Внезапно Жюльен перестал говорить о Наполеоне: он заявил, что собирается стать священником; на лесопилке его постоянно видели с латинской Библией в руках, которую ему дал кюре; он заучивал её наизусть. Добрый старик, изумлённый его успехами, проводил с ним целые вечера, наставляя его в богословии. Жюльен не позволял себе обнаруживать перед ним никаких иных чувств, кроме благочестия. Кто бы мог подумать, что это юное девическое личико, такое бледненькое и кроткое, таило непоколебимую решимость вытерпеть, если понадобится, любую пытку, лишь бы пробить себе дорогу!
Пробить дорогу для Жюльена прежде всего означало вырваться из Верьера; родину свою он ненавидел. Всё, что он видел здесь, леденило его воображение.
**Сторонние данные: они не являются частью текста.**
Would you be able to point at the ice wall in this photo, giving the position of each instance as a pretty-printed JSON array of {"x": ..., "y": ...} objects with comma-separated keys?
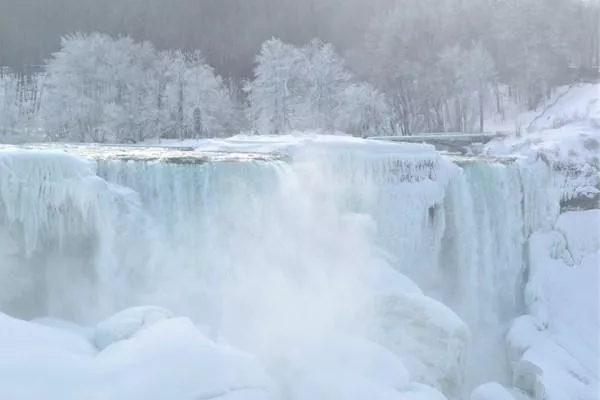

С самого раннего детства с ним не раз случалось, что его вдруг мгновенно охватывало страстное воодушевление. Он погружался в восторженные мечты о том, как его будут представлять парижским красавицам, как он сумеет привлечь их внимание каким-нибудь необычайным поступком. Почему одной из них не полюбить его? Ведь Бонапарта, когда он был ещё беден, полюбила же блестящая госпожа де Богарне{33}! В продолжение многих лет не было, кажется, в жизни Жюльена ни одного часа, когда бы он не повторял себе, что Бонапарт, безвестный и бедный поручик, сделался владыкой мира с помощью своей шпаги. Эта мысль утешала его в его несчастьях, которые ему казались ужасными, и удваивала его радость, когда ему случалось чему-нибудь радоваться.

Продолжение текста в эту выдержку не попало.